I want to just go out, have fun not talk about me; I wanna laugh of course with my poise on...............
I want to have sex that does not hurt at any point unless I want it to;-)
I want to go to the bathroom and not regret it because it hurts so much. 
I want to do more but who can when  I feel like all I do and feel comfy doing is laying down. 
I want to be remembered but not suffocated.  This is why I seek help and know I need Jesus!
I want to cope happily, without regret.................

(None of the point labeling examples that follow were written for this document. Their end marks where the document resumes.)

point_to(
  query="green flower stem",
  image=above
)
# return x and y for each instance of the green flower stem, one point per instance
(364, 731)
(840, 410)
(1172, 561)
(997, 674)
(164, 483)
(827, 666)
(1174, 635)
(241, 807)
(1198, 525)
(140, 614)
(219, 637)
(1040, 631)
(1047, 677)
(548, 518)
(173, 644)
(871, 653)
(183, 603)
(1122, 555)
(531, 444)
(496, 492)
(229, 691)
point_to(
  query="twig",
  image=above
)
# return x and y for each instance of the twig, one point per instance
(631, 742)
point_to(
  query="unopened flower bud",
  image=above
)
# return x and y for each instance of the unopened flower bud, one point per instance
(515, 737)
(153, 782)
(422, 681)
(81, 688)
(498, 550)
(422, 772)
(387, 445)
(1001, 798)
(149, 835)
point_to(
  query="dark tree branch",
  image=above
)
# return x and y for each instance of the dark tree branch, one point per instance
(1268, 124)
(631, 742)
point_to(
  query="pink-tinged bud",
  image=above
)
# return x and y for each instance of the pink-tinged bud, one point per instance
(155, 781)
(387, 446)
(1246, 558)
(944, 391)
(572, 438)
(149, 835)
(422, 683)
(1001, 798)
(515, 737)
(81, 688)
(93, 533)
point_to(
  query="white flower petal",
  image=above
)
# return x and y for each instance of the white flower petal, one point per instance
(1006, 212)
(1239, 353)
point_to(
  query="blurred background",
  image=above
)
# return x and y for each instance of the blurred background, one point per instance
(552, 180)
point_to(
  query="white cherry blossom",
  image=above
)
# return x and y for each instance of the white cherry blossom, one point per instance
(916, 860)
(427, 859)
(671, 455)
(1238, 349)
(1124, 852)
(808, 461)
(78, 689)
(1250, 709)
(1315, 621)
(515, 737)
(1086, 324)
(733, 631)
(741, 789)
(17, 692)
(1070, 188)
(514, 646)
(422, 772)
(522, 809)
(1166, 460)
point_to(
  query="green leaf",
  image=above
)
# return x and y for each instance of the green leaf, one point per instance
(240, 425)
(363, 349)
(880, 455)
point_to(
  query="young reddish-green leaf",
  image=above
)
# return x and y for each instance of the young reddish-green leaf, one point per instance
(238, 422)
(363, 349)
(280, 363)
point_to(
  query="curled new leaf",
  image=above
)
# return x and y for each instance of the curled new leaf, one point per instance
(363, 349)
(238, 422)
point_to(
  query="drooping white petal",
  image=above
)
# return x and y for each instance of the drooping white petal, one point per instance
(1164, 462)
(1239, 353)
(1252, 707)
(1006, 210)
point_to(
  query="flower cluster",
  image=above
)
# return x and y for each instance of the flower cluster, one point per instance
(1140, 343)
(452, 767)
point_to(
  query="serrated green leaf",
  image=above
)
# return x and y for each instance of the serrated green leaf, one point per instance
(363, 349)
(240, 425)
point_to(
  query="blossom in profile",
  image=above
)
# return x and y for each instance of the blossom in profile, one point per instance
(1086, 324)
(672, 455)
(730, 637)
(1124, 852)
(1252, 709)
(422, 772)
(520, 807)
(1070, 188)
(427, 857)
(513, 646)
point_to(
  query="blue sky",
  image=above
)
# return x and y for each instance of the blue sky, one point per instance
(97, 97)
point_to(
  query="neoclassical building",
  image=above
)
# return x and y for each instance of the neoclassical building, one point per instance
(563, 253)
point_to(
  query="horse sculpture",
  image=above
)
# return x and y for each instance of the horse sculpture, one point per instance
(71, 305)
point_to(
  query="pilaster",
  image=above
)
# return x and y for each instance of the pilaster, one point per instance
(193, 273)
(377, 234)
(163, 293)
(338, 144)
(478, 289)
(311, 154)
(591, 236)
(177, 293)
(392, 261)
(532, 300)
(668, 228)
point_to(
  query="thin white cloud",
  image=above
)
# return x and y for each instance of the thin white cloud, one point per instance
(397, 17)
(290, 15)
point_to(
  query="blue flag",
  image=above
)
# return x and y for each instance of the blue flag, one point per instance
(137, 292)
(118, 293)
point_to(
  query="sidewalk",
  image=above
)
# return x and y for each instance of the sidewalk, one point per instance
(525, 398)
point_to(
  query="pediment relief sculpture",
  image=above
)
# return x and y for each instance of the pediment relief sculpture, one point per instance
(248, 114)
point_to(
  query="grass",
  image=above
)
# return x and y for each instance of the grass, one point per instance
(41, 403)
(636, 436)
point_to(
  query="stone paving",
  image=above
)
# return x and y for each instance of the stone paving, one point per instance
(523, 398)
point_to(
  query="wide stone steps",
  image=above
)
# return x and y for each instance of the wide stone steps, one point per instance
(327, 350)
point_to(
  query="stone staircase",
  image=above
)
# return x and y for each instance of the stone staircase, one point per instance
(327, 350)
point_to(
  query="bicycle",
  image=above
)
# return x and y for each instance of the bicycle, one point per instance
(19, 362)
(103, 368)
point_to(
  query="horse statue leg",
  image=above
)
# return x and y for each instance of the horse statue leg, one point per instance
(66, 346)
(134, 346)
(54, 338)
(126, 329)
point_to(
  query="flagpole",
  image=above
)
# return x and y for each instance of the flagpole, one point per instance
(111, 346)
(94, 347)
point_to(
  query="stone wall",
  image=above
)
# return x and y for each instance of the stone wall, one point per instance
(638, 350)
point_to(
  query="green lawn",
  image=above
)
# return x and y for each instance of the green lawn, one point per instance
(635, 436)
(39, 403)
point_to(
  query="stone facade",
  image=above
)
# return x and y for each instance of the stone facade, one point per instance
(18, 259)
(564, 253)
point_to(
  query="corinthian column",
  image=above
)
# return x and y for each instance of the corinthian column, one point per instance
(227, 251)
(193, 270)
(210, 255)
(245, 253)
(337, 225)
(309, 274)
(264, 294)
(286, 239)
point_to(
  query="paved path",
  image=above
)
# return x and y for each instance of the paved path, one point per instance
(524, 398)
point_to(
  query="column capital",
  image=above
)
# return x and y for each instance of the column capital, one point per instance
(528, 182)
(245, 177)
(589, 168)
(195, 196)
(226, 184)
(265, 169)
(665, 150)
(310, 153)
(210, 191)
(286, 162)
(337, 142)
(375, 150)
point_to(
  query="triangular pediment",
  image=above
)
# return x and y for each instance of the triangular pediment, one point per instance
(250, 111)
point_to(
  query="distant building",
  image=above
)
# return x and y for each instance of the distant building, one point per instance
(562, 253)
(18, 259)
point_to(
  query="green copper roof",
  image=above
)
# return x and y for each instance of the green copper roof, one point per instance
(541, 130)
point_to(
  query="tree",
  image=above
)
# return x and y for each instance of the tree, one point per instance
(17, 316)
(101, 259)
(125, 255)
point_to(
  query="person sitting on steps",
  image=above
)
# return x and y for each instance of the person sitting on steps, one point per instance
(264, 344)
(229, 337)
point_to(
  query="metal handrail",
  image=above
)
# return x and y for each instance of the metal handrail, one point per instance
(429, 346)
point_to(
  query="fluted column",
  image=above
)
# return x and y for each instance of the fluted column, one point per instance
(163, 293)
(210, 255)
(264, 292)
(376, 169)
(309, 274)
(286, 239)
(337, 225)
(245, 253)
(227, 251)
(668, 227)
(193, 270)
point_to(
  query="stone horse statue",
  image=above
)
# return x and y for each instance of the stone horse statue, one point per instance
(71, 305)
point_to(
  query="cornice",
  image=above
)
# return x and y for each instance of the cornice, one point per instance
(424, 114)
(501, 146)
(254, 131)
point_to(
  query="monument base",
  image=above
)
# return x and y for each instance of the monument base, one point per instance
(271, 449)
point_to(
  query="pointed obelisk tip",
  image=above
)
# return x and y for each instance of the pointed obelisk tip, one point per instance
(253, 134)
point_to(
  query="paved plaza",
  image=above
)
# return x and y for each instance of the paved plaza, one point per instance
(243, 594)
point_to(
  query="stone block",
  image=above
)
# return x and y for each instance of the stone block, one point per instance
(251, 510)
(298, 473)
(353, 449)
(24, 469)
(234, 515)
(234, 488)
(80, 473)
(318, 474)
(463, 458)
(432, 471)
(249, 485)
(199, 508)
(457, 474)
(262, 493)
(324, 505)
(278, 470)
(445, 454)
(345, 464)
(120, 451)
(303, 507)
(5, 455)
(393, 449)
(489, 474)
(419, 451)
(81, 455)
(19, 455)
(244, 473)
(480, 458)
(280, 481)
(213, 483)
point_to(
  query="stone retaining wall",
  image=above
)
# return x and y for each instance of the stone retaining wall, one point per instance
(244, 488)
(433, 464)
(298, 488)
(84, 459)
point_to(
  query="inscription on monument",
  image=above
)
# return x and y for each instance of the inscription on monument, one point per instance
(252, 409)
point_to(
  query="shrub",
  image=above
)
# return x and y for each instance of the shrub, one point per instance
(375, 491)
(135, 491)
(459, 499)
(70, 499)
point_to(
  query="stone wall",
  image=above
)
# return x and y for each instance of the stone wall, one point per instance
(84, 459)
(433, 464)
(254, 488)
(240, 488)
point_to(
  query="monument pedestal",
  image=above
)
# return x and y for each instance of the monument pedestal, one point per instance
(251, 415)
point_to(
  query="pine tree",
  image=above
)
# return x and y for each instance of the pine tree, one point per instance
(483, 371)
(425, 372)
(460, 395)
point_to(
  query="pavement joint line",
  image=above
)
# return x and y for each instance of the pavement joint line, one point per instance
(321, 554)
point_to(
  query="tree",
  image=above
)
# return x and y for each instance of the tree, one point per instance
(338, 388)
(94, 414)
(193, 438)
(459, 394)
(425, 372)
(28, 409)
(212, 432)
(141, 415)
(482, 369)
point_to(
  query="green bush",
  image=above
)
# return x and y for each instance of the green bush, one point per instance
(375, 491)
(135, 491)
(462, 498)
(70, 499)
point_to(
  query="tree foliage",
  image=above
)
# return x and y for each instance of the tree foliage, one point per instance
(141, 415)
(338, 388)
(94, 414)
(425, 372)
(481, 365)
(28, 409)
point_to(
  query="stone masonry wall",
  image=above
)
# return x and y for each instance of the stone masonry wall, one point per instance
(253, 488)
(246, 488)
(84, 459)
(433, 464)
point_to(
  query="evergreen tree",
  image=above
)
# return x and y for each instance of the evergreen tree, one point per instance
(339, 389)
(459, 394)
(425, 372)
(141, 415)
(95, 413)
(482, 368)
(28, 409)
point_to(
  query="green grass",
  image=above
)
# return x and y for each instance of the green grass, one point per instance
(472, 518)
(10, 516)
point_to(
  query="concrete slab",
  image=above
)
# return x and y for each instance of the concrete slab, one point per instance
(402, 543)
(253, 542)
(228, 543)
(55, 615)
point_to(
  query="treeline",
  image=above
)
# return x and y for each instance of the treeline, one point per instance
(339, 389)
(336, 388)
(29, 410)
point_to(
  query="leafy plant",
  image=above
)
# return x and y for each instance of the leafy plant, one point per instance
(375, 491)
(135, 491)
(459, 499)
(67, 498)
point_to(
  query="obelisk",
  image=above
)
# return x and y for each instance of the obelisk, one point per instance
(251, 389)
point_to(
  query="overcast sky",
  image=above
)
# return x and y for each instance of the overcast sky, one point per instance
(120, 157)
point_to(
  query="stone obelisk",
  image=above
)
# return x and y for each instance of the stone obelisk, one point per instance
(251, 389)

So I share with you because who knows what your going through but it helps me to read things others write about. 

Monday, February 22, 2010

Sorry Buddies, I cannot get over it!!!!

I had a wonderful conversation with a lady named Elaine today....and I went home thinking...
Why am I  always in a rush............. Why?
Why am I trying so hard to please others?
Why do I care so much about what others think? 
Why have I been treating myself LASTLY?
Why is it so much easier to give than to receive? 
Why do people expect you to just be okay when your NOT?
Why do I do these things knowing that the Lover of my soul just wants me to be happy and yet that is hard to keep in mind at times! 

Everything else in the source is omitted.